Ryanair machte am Sonntag einen personellen Engpass für das Chaos verantwortlich. Die Servicegesellschaft Swissport, die im Auftrag von Ryanair die Flüge abfertigt, habe eine "ungenügende Anzahl von Gepäckaufgabe-Schaltern" geöffnet.
Ein Check-In ist für alle Passagiere seit dem 21. Mai nur noch im Internet möglich. Die Gesellschaft räumte eine Übergangsfrist ein - sie ist vermutlich zum Monatsbeginn am Samstag ausgelaufen. "Kein Passagier braucht sich anzustellen, um am Flughafen einzuchecken", teilte der Billigflieger auf seiner Internetseite mit. Ein Flughafensprecher sagte, Ersatzflüge seien bereitgestellt worden.

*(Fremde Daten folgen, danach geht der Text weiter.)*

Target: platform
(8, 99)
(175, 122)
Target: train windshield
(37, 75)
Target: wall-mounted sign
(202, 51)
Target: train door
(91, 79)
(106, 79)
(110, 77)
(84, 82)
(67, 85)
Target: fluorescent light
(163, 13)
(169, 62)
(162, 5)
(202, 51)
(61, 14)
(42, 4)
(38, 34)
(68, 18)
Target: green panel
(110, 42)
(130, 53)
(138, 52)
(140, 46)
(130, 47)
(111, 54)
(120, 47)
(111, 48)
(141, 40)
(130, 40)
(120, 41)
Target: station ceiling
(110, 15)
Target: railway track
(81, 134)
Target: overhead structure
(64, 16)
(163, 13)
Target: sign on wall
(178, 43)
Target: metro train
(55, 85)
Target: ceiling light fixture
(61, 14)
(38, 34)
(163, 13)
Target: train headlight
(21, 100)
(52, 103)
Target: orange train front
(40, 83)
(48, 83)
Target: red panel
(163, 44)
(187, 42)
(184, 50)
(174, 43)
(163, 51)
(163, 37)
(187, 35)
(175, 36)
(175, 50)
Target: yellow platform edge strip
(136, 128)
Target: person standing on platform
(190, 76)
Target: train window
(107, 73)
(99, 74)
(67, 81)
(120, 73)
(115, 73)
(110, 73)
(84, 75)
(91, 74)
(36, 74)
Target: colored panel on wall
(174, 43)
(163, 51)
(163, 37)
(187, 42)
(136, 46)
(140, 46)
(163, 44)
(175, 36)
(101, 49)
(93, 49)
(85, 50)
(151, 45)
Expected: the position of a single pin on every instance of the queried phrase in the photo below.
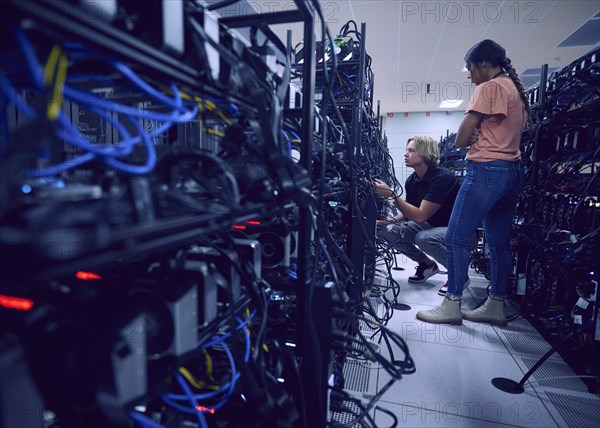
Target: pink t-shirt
(503, 121)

Unter den Reisenden war auch ein BBC-Reporter auf dem Weg in den Urlaub. "Es ist ein Alptraum", sagte David Dimbleby der "Times". "Die Polizei ist hier mit Maschinengewehren, um uns eigentlich vor Terroristen zu schützen, aber sie schützen letztendlich die Ticketverkäufer von Ryanair."